DXS16 crowd
Digital analyst, speaker and author Brian Solis at DX Summit 2016. PHOTO: Robert Levy

It took Brian Solis, principal analyst studying disruptive technology and its impact on business at Altimeter Group, more than one draft to write a book on the digital experience. 

Yes, a book — as in, pen-and-paper and Johannes Gutenberg of the printing press meets the digital experience. 

That right there gives a hint at the problem, he told the audience at DX Summit during his keynote presentation.

And that 'problem' is this, as he explained: Every time you use an old or established frame of reference for DX you are making a mistake. 

It is similar to using the iconic — and to some age groups, inexplicable — floppy disc to symbolize the 'save' function on a word processing application. Think about it: how many millennials have even seen a floppy disc, much less used one? Unless, of course, they 3-D printed one for kicks.

We Are Accidental Narcissists Now

The digital era has created a population of accidental narcissists, Solis said. "This is why you can't impose your view on customers." They won't like it, for starters, but more fundamentally, they won't even understand it if "you insist on pushing people through old stodgy touchpoints."

Solis knows his stuff, so the irony of writing a book about the digital experience was not lost on him when he started the process. What did catch him unawares, though, was how quickly the reading experience was changing. People now approach reading books like they do using an app, he said, with the most obvious end result being a very short attention span.

When he started the book, the average attention span for reading was six minutes. Six minutes to capture someone’s attention before they turned to their smartphone. When he finished the first draft, that had dropped to 60 seconds.

So he rewrote the book to deliver the information in 60 second bursts and while he was at it, to present the information in a more dynamic fashion instead of using a traditional table of contents.

Legacy Mindsets Hiding Behind New Technology

Anyone who thinks this is ridiculous shouldn't be in charge of customer design or experience, Solis said. "All you are doing then is using a new technology on top of a legacy mindset."

Solis pointed out the advantage that companies starting today have — they start with a blank slate.
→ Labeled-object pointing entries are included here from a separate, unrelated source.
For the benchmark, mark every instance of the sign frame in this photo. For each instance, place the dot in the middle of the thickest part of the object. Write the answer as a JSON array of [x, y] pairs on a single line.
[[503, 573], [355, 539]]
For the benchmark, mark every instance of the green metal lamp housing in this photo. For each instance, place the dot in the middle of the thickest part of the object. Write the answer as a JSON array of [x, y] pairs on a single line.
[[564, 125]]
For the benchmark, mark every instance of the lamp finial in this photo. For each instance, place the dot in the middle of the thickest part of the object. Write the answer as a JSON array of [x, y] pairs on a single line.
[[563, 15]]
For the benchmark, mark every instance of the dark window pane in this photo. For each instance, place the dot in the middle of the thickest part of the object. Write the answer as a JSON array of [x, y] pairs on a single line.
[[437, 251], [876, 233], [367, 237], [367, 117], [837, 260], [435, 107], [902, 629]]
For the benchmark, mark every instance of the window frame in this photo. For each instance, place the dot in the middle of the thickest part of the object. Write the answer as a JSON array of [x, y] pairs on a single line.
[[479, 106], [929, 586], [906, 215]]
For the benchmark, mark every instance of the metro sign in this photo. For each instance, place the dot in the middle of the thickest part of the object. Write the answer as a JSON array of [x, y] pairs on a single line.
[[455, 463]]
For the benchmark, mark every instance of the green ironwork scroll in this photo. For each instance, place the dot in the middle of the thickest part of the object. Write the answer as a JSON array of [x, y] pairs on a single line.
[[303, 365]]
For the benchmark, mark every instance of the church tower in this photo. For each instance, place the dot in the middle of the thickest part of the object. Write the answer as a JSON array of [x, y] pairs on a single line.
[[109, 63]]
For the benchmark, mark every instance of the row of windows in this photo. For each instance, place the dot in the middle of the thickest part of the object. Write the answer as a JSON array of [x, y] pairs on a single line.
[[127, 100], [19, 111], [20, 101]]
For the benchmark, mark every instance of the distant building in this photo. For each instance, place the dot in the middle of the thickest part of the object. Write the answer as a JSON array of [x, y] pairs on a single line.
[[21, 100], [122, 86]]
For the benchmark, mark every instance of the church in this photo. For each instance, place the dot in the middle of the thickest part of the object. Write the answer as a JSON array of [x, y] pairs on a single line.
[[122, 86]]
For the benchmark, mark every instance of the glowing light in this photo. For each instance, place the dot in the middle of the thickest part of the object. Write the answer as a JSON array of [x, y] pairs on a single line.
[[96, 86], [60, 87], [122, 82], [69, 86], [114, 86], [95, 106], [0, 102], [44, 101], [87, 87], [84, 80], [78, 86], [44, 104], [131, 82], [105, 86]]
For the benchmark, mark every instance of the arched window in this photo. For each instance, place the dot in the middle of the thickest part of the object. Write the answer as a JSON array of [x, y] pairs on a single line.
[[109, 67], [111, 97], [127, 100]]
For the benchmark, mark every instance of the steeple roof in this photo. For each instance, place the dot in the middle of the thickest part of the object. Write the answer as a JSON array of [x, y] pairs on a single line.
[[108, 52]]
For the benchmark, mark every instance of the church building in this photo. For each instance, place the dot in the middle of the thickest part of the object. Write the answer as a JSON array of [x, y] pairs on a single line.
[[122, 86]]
He challenged established companies to be open to shedding their previous approaches and adopt that new mentality.

Incidentally, Solis added, if you are that person you are probably getting ready to start grumbling about Millennials. Don't. This isn't about different generations.

"Everyone who is living a digital lifestyle now is like this. Each time you pick up your smartphone you are reprogramming your brain."

The digital experience has to be similarly reprogrammed.